Calculation of a compounded rate can be complex and a key objective of these RFR calculators is to help calculate and/or validate the amount of interest due when a rate is based on SONIA compounded in arrears.  In addition to providing a useful update to market participants and vendors of the development of RFR calculators, the summary also acts as a timely reminder that some of the complexity around calculating compounded rates stems from the fact that consensus on the conventions used is yet to be reached across financial markets and within some of those markets themselves.  This is reiterated by the fact the methodologies used in the RFR calculators vary; for example, two of the three calculators referred to in the RFRWG’s summary currently provide the option of seeing both the observation lookback (sometimes referred to as the “lag” method) and the observation shift convention[2].
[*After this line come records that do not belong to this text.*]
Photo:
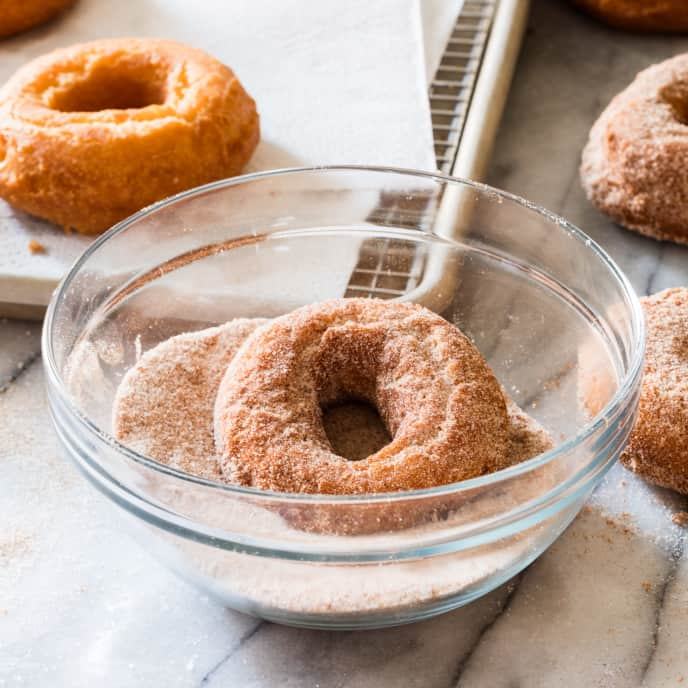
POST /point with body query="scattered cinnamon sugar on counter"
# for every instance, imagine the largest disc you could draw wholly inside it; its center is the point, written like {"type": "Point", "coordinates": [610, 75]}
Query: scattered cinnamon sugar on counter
{"type": "Point", "coordinates": [680, 519]}
{"type": "Point", "coordinates": [36, 247]}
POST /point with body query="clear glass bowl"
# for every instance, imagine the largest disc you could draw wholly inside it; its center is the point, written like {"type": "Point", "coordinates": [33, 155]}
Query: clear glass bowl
{"type": "Point", "coordinates": [553, 315]}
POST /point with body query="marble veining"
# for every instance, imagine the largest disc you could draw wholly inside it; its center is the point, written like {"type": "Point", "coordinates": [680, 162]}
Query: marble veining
{"type": "Point", "coordinates": [83, 605]}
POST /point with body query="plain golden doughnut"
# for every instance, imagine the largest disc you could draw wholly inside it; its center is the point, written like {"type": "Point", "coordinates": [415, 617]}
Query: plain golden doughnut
{"type": "Point", "coordinates": [92, 133]}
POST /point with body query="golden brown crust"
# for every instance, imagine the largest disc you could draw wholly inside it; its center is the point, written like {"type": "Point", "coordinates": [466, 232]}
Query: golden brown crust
{"type": "Point", "coordinates": [658, 448]}
{"type": "Point", "coordinates": [639, 15]}
{"type": "Point", "coordinates": [633, 166]}
{"type": "Point", "coordinates": [434, 391]}
{"type": "Point", "coordinates": [21, 15]}
{"type": "Point", "coordinates": [92, 133]}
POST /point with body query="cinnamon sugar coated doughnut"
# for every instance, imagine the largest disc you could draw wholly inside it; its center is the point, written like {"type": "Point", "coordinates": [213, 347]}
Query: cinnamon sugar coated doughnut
{"type": "Point", "coordinates": [92, 133]}
{"type": "Point", "coordinates": [164, 408]}
{"type": "Point", "coordinates": [658, 447]}
{"type": "Point", "coordinates": [639, 15]}
{"type": "Point", "coordinates": [21, 15]}
{"type": "Point", "coordinates": [434, 391]}
{"type": "Point", "coordinates": [633, 166]}
{"type": "Point", "coordinates": [164, 404]}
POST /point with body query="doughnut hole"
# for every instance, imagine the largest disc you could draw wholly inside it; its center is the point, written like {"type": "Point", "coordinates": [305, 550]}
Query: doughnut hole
{"type": "Point", "coordinates": [121, 85]}
{"type": "Point", "coordinates": [346, 370]}
{"type": "Point", "coordinates": [355, 429]}
{"type": "Point", "coordinates": [676, 96]}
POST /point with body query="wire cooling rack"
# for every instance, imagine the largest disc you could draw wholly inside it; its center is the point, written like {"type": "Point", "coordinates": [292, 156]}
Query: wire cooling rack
{"type": "Point", "coordinates": [395, 267]}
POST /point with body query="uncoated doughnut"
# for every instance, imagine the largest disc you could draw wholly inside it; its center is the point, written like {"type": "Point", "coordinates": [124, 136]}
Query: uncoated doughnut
{"type": "Point", "coordinates": [434, 391]}
{"type": "Point", "coordinates": [92, 133]}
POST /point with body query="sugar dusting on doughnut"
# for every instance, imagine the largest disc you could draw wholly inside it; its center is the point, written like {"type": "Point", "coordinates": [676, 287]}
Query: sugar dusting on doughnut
{"type": "Point", "coordinates": [94, 132]}
{"type": "Point", "coordinates": [634, 164]}
{"type": "Point", "coordinates": [443, 406]}
{"type": "Point", "coordinates": [164, 406]}
{"type": "Point", "coordinates": [658, 447]}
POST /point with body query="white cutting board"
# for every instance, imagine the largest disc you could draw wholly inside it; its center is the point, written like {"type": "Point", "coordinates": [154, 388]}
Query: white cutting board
{"type": "Point", "coordinates": [357, 94]}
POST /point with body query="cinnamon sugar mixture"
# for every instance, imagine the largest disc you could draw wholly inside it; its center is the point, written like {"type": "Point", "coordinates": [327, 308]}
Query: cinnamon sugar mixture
{"type": "Point", "coordinates": [164, 406]}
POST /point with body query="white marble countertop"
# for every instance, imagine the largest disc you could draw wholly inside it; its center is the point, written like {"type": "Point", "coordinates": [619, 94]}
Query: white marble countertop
{"type": "Point", "coordinates": [607, 605]}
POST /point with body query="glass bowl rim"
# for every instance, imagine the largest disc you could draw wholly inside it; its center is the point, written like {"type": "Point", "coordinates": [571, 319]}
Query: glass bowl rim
{"type": "Point", "coordinates": [599, 421]}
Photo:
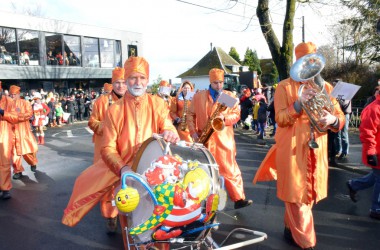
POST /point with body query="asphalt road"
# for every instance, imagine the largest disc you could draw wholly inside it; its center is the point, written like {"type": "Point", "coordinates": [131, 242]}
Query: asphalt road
{"type": "Point", "coordinates": [32, 218]}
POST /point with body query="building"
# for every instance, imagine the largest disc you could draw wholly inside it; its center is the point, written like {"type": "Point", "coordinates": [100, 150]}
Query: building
{"type": "Point", "coordinates": [215, 58]}
{"type": "Point", "coordinates": [58, 56]}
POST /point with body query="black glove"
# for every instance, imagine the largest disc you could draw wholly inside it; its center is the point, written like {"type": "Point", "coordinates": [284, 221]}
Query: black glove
{"type": "Point", "coordinates": [372, 160]}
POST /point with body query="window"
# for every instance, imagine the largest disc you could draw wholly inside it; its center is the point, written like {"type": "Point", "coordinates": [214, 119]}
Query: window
{"type": "Point", "coordinates": [29, 47]}
{"type": "Point", "coordinates": [107, 53]}
{"type": "Point", "coordinates": [8, 46]}
{"type": "Point", "coordinates": [54, 49]}
{"type": "Point", "coordinates": [91, 52]}
{"type": "Point", "coordinates": [72, 55]}
{"type": "Point", "coordinates": [118, 54]}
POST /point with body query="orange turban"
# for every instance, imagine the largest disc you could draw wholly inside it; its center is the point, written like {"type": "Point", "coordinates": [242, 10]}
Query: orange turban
{"type": "Point", "coordinates": [164, 83]}
{"type": "Point", "coordinates": [117, 74]}
{"type": "Point", "coordinates": [136, 64]}
{"type": "Point", "coordinates": [107, 87]}
{"type": "Point", "coordinates": [216, 75]}
{"type": "Point", "coordinates": [303, 49]}
{"type": "Point", "coordinates": [13, 90]}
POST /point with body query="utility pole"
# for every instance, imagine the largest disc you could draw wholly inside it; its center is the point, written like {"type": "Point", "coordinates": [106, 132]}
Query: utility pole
{"type": "Point", "coordinates": [303, 29]}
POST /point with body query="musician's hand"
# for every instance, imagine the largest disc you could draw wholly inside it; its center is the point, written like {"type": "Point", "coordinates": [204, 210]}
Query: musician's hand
{"type": "Point", "coordinates": [327, 118]}
{"type": "Point", "coordinates": [195, 137]}
{"type": "Point", "coordinates": [170, 136]}
{"type": "Point", "coordinates": [307, 94]}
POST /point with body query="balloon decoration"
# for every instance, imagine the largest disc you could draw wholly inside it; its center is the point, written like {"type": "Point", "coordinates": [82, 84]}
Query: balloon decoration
{"type": "Point", "coordinates": [183, 193]}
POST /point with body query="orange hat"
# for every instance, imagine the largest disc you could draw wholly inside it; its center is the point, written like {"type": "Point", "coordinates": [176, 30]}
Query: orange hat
{"type": "Point", "coordinates": [216, 75]}
{"type": "Point", "coordinates": [117, 74]}
{"type": "Point", "coordinates": [107, 87]}
{"type": "Point", "coordinates": [13, 90]}
{"type": "Point", "coordinates": [188, 83]}
{"type": "Point", "coordinates": [164, 83]}
{"type": "Point", "coordinates": [303, 49]}
{"type": "Point", "coordinates": [136, 64]}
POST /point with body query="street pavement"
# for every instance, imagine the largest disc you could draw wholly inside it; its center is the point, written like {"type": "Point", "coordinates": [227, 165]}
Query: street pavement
{"type": "Point", "coordinates": [32, 218]}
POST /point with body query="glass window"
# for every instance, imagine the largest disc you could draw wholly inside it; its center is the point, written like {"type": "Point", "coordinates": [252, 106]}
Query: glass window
{"type": "Point", "coordinates": [29, 47]}
{"type": "Point", "coordinates": [54, 49]}
{"type": "Point", "coordinates": [8, 46]}
{"type": "Point", "coordinates": [72, 55]}
{"type": "Point", "coordinates": [91, 52]}
{"type": "Point", "coordinates": [118, 53]}
{"type": "Point", "coordinates": [107, 53]}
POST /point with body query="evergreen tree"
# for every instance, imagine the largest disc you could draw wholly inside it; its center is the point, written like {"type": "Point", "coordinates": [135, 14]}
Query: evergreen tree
{"type": "Point", "coordinates": [364, 42]}
{"type": "Point", "coordinates": [234, 54]}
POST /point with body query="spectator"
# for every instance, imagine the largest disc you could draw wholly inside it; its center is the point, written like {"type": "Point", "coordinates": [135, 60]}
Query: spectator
{"type": "Point", "coordinates": [370, 138]}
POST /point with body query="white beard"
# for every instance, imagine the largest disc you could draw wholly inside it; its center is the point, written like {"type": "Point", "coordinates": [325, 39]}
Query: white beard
{"type": "Point", "coordinates": [137, 91]}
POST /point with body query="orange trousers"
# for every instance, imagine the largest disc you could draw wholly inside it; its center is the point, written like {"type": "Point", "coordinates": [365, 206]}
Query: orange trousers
{"type": "Point", "coordinates": [299, 219]}
{"type": "Point", "coordinates": [30, 158]}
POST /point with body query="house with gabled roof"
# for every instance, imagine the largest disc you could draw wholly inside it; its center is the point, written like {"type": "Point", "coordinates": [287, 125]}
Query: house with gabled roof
{"type": "Point", "coordinates": [215, 58]}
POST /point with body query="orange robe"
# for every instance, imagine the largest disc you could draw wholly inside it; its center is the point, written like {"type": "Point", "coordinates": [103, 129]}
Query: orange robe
{"type": "Point", "coordinates": [96, 120]}
{"type": "Point", "coordinates": [176, 111]}
{"type": "Point", "coordinates": [221, 144]}
{"type": "Point", "coordinates": [24, 140]}
{"type": "Point", "coordinates": [6, 143]}
{"type": "Point", "coordinates": [128, 123]}
{"type": "Point", "coordinates": [301, 173]}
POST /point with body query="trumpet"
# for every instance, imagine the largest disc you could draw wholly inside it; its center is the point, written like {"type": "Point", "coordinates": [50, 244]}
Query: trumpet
{"type": "Point", "coordinates": [307, 69]}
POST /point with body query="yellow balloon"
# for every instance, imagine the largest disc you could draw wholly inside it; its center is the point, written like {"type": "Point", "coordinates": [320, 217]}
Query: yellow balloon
{"type": "Point", "coordinates": [127, 199]}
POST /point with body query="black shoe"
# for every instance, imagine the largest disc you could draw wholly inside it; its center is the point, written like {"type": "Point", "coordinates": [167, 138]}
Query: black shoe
{"type": "Point", "coordinates": [17, 176]}
{"type": "Point", "coordinates": [111, 224]}
{"type": "Point", "coordinates": [288, 235]}
{"type": "Point", "coordinates": [333, 164]}
{"type": "Point", "coordinates": [352, 192]}
{"type": "Point", "coordinates": [374, 215]}
{"type": "Point", "coordinates": [342, 156]}
{"type": "Point", "coordinates": [242, 203]}
{"type": "Point", "coordinates": [33, 168]}
{"type": "Point", "coordinates": [6, 195]}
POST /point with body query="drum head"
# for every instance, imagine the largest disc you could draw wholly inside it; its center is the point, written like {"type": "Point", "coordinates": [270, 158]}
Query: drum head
{"type": "Point", "coordinates": [206, 168]}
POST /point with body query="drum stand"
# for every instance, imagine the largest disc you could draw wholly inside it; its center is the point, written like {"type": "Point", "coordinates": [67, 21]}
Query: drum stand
{"type": "Point", "coordinates": [208, 241]}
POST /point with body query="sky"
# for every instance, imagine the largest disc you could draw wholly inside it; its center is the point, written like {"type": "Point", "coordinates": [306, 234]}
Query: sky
{"type": "Point", "coordinates": [177, 34]}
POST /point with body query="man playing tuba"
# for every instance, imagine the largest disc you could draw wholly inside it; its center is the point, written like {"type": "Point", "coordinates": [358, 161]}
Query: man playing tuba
{"type": "Point", "coordinates": [221, 143]}
{"type": "Point", "coordinates": [299, 159]}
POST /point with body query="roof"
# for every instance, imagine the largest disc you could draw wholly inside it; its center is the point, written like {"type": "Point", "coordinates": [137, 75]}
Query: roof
{"type": "Point", "coordinates": [215, 58]}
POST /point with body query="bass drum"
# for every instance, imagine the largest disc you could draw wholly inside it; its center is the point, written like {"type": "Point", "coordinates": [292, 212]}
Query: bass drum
{"type": "Point", "coordinates": [152, 149]}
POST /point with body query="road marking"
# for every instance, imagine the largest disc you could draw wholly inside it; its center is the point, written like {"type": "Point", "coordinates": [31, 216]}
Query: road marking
{"type": "Point", "coordinates": [69, 133]}
{"type": "Point", "coordinates": [89, 130]}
What Is the Aim of These Summaries?

These latest summary papers from the RFRWG join the array of documents aimed at ensuring market participants and vendors are up-to-date with the latest developments and resources in relation to the move away from using certain IBORs.  Their objective is to ensure participants are aware of the availability of these resources, and that they have the information they need to consider whether any amendments may be required to their systems or products if they choose to adopt SONIA compounding methods or transition to TSRRs (where such transition is appropriate and the TSRRs are available for use).  They are also a useful reminder that there is still work to be done in reaching a landing on the methodologies and conventions used when replacing IBORs with an RFR.

[1]      Summary of responses for the consultation on SONIA term rates, RFRWG, November 2018.

[2]      For more discussion of how the “lag” and “shift” conventions differ, see our previous Eye on IBOR Transition blog post, An Update on Interest Rate Conventions in the SONIA-Linked Floating Rate Note Markets.